BTM transfers derivatives teams to securities house
The strategic shift is aimed at increasing the scale and variety of structured products the derivatives team can offer to investors. Under current Japanese regulations, there are strict divisions between commercial banks and securities houses, with commercial banks, for example, unable to engage in equity derivatives business or arrange structured notes for institutional and high-net-worth investors. A securities house, however, offer a wide range of structured notes, as well as equity-linked products such as warrants and equity options.
“The bank’s strength is the coverage of corporates and the liability side, while the securities house’s strength is the investor business,” says Hiroshi Yoshimine, senior executive officer and head of derivative and structured products group at Mitsubishi Securities in Tokyo. “Investor products are more of a strategic direction for the group going forward.”
The derivatives team will still service BTM’s corporate customers, and a derivatives marketing team will remain within the bank.

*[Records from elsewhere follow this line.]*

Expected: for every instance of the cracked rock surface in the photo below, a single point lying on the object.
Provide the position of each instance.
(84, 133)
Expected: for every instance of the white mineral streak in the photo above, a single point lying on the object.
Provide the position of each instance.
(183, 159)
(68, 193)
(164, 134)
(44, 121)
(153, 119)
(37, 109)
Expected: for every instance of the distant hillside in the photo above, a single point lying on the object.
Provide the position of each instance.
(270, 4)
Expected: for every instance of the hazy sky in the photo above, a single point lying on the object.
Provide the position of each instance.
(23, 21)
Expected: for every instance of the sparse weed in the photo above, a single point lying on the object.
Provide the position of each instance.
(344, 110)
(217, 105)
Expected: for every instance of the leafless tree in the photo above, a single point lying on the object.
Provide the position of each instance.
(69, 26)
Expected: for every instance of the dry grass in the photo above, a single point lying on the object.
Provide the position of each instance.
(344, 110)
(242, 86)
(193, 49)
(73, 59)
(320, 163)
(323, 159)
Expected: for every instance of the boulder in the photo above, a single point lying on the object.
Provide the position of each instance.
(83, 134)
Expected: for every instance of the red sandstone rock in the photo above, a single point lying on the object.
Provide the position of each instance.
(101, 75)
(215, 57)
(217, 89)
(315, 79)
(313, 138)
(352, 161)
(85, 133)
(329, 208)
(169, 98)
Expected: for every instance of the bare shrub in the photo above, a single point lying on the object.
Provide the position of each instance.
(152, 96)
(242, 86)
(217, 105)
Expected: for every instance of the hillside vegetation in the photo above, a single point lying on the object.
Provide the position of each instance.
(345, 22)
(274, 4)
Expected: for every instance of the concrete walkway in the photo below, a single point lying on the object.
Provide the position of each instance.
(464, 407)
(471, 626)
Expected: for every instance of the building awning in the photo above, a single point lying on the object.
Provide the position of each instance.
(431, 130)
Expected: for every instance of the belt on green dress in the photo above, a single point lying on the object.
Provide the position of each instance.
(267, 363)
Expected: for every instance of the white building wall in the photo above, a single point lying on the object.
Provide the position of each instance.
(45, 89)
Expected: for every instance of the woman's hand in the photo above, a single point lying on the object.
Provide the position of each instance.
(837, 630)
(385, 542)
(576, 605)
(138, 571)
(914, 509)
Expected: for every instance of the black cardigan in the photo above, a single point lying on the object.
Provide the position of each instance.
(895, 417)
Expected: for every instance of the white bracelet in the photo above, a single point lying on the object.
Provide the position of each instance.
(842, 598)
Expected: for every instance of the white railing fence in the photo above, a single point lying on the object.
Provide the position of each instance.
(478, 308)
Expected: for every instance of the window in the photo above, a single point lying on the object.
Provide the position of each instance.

However, the parent holding company, Mitsubishi Tokyo Financial Group (MTFG), opted to house a single derivatives product group within the Mitsubishi Securities to enable the group to access the optimum structuring opportunities, says Yoshimine.
“We now have both direct access to investors through the securities network and access to liability clients through the banking network,” he says. “This single derivatives product group framework helps prevent the two entities – the bank and the securities house – from duplication and cannibalising each others’ customers.”
Mitsubishi Securities was formed in September following the merger of Kokusai Securities, Tokyo-Mitsubishi Securities, Tokyo-Mitsubishi Personal Securities and Issei Securities.